How are the equations in terms of total energy, roughly guestimating?
Earth receives a solar flux of ~1370 W/m2. Which is about roughly 340 W/m2 average on the surface. Say that for a lattitude of 40-45 degrees the average value is about 0.5 kW/m2 for easy ballpark figures. Cars typically use 10-50 kW driving, I estimate. But in between the two is the efficiency of the photosynthesis, the loss to other, unusable masses, the transport and distribution of the fuel and the efficiency of the car itself. Suppose (wild guess) that 10% of the solar flux is captured in the photosythesis, which is transferred to fuel with a loss of 50% rougly estimating including all the other processes, except that the fuel efficiency of the car is about 40% which means that 2% of the 0,5 kW/m2 is used effectivily for propulsion (5 W). So to generate the 10-50kW we need 1000 - 5000 m2 production area.

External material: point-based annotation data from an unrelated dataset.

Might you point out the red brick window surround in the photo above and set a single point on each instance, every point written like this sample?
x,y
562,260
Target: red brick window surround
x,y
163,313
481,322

Of course cars don't drive continuously, while the production can be considered continuously. So if I drive average 15,000 miles a year in 400 hours that's roughly one hour per day, so the 1000 - 5000 m2 can support 24 cars continuously. So you'd need some 40-200 m2 fuel production area per car. How far am I off? Is this feasible as prominent fuel source for the future?